DEV Community

Muhammad Ikramullah Khan
Muhammad Ikramullah Khan

Posted on

Scrapy Signals: The Complete Beginner's Guide (Make Your Spider Talk to You)

When I first heard about Scrapy signals, I thought "why would I need this?" I was scraping just fine without them.

Then I needed to send an email when my spider finished. I tried putting it at the end of parse(). Didn't work. The spider kept running after parse() finished.

I tried putting it in a pipeline. Didn't work either. The pipeline processes items, not spider completion.

Finally, I learned about signals. Specifically, spider_closed. Problem solved in five minutes.

Signals are Scrapy's way of saying "hey, something just happened!" You can listen for these events and run custom code. Let me show you how.


What Are Signals, Really?

Think of signals like notifications on your phone. Something happens (new message, battery low, screenshot taken), and your phone tells you.

In Scrapy:

  • Spider opens → spider_opened signal fires
  • Item gets scraped → item_scraped signal fires
  • Spider closes → spider_closed signal fires
  • Request fails → spider_error signal fires

You can "subscribe" to these notifications and run code when they happen.

Without signals:
You have no way to know when these events occur. Your spider runs, stuff happens, and you're blind to it.

With signals:
Your spider tells you exactly what's happening. You can react to events in real time.


The Most Important Signals (Start Here)

Let's learn the signals you'll actually use, starting with the most common.

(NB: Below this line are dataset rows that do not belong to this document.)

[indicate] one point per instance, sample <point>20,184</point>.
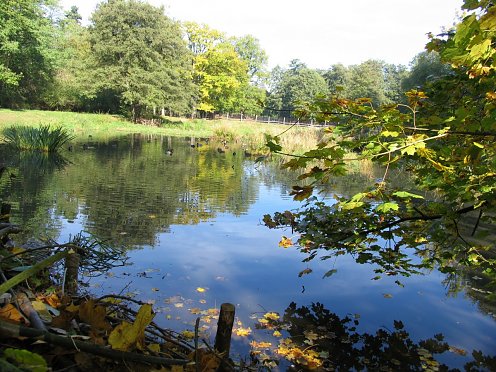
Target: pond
<point>190,215</point>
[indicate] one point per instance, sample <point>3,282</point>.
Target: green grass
<point>43,138</point>
<point>82,125</point>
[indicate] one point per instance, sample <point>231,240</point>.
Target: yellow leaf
<point>127,336</point>
<point>285,242</point>
<point>94,315</point>
<point>10,313</point>
<point>271,316</point>
<point>154,347</point>
<point>242,332</point>
<point>188,334</point>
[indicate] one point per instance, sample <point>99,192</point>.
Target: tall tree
<point>295,86</point>
<point>140,56</point>
<point>425,67</point>
<point>444,140</point>
<point>25,61</point>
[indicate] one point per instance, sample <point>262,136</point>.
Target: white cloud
<point>320,32</point>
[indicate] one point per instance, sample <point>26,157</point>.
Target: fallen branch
<point>12,282</point>
<point>12,330</point>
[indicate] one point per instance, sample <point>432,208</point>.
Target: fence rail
<point>271,120</point>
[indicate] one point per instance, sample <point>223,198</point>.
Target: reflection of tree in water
<point>24,186</point>
<point>131,188</point>
<point>320,339</point>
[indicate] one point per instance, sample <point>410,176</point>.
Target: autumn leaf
<point>242,332</point>
<point>10,313</point>
<point>94,315</point>
<point>285,242</point>
<point>271,316</point>
<point>126,336</point>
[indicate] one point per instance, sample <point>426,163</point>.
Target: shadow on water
<point>316,338</point>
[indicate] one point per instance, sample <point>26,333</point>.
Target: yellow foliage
<point>127,336</point>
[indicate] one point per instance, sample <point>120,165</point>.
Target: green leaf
<point>407,195</point>
<point>386,207</point>
<point>26,360</point>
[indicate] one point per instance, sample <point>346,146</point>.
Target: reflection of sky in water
<point>238,260</point>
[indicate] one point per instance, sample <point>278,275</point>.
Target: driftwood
<point>12,330</point>
<point>19,278</point>
<point>28,310</point>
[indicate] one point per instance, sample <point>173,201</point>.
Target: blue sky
<point>319,32</point>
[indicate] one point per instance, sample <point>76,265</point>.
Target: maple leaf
<point>285,242</point>
<point>127,336</point>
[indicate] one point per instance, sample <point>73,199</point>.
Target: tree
<point>443,139</point>
<point>25,61</point>
<point>250,51</point>
<point>223,69</point>
<point>425,67</point>
<point>295,86</point>
<point>140,57</point>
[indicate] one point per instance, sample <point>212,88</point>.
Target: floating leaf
<point>285,242</point>
<point>26,360</point>
<point>126,336</point>
<point>9,312</point>
<point>242,332</point>
<point>305,272</point>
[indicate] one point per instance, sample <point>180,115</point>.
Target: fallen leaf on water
<point>305,272</point>
<point>285,242</point>
<point>260,345</point>
<point>94,315</point>
<point>9,312</point>
<point>271,316</point>
<point>126,335</point>
<point>188,334</point>
<point>242,332</point>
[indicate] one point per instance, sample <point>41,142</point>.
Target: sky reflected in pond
<point>194,220</point>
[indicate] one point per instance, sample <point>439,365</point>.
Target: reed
<point>42,138</point>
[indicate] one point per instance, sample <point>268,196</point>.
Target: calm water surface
<point>192,219</point>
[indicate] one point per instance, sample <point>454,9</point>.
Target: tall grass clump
<point>42,138</point>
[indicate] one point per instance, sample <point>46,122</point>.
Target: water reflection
<point>192,218</point>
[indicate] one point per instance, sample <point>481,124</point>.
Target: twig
<point>12,330</point>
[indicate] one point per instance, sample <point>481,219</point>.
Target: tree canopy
<point>443,139</point>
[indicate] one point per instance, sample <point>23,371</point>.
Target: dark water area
<point>190,218</point>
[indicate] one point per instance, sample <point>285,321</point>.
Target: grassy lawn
<point>105,125</point>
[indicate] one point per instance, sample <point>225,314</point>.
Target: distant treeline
<point>134,60</point>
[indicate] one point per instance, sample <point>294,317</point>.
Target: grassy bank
<point>103,125</point>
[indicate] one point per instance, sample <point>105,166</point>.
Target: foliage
<point>140,57</point>
<point>319,339</point>
<point>226,70</point>
<point>425,67</point>
<point>443,139</point>
<point>295,85</point>
<point>25,59</point>
<point>43,138</point>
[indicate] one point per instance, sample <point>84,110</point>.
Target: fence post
<point>224,329</point>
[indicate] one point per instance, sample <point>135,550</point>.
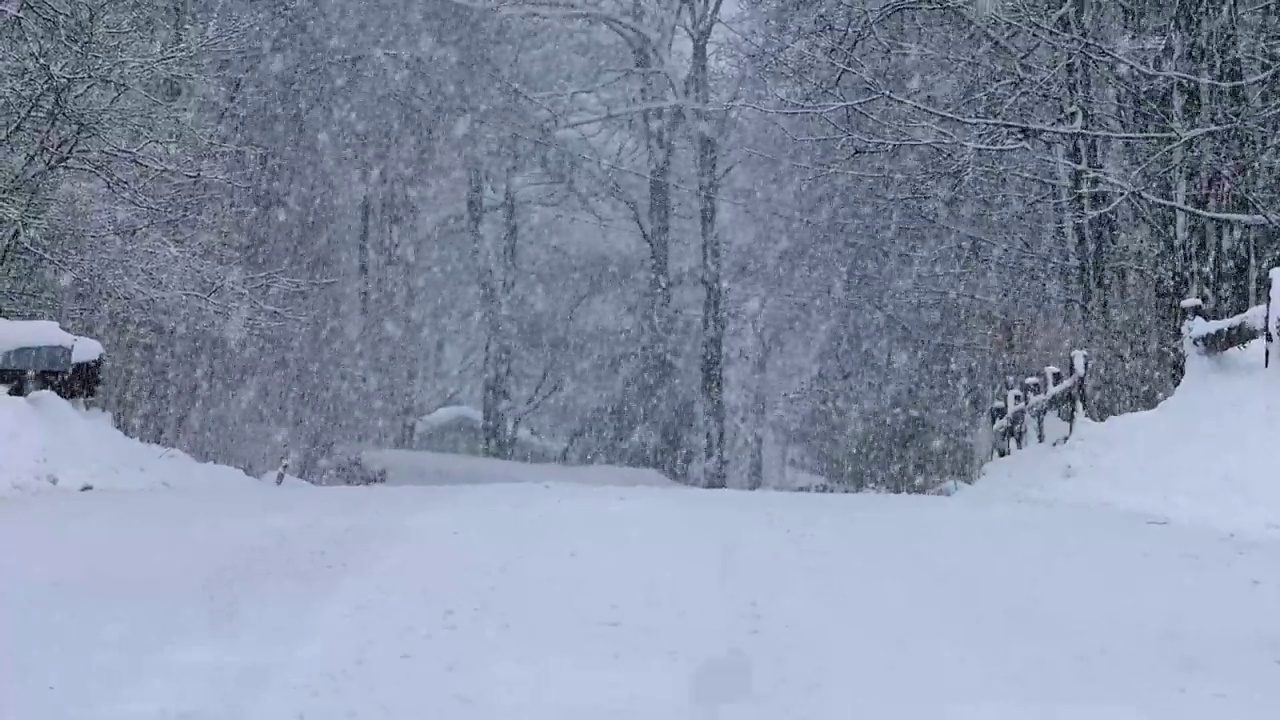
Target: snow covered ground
<point>416,468</point>
<point>1093,580</point>
<point>46,445</point>
<point>1207,455</point>
<point>567,602</point>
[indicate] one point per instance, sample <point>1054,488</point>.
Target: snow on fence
<point>1211,337</point>
<point>1034,399</point>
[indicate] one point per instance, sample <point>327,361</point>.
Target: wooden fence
<point>1032,401</point>
<point>1212,337</point>
<point>1037,396</point>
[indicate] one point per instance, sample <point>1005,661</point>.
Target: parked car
<point>41,355</point>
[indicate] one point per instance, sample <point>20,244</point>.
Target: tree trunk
<point>714,474</point>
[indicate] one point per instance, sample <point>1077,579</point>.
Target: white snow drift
<point>1207,455</point>
<point>631,604</point>
<point>48,445</point>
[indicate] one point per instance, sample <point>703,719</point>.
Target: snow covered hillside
<point>46,445</point>
<point>1087,582</point>
<point>577,604</point>
<point>1206,455</point>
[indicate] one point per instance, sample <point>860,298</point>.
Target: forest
<point>709,237</point>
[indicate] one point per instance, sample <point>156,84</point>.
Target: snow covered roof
<point>451,414</point>
<point>16,335</point>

spider_opened (When Spider Starts)

Fires AFTER the spider starts running, BEFORE any requests are made.

Use cases:

  • Open database connections
  • Initialize counters
  • Start timers
  • Send "spider started" notifications
  • Set up resources
from scrapy import signals
import scrapy

class MySpider(scrapy.Spider):
    name = 'myspider'
    start_urls = ['https://example.com']

    @classmethod
    def from_crawler(cls, crawler, *args, **kwargs):
        spider = super().from_crawler(crawler, *args, **kwargs)
        crawler.signals.connect(spider.spider_opened_handler, signal=signals.spider_opened)
        return spider

    def spider_opened_handler(self, spider):
        spider.logger.info(f'{spider.name} has started!')
        spider.start_time = time.time()

    def parse(self, response):
        yield {'data': response.css('h1::text').get()}
Enter fullscreen mode Exit fullscreen mode

When it fires: Right after spider initialization, before first request.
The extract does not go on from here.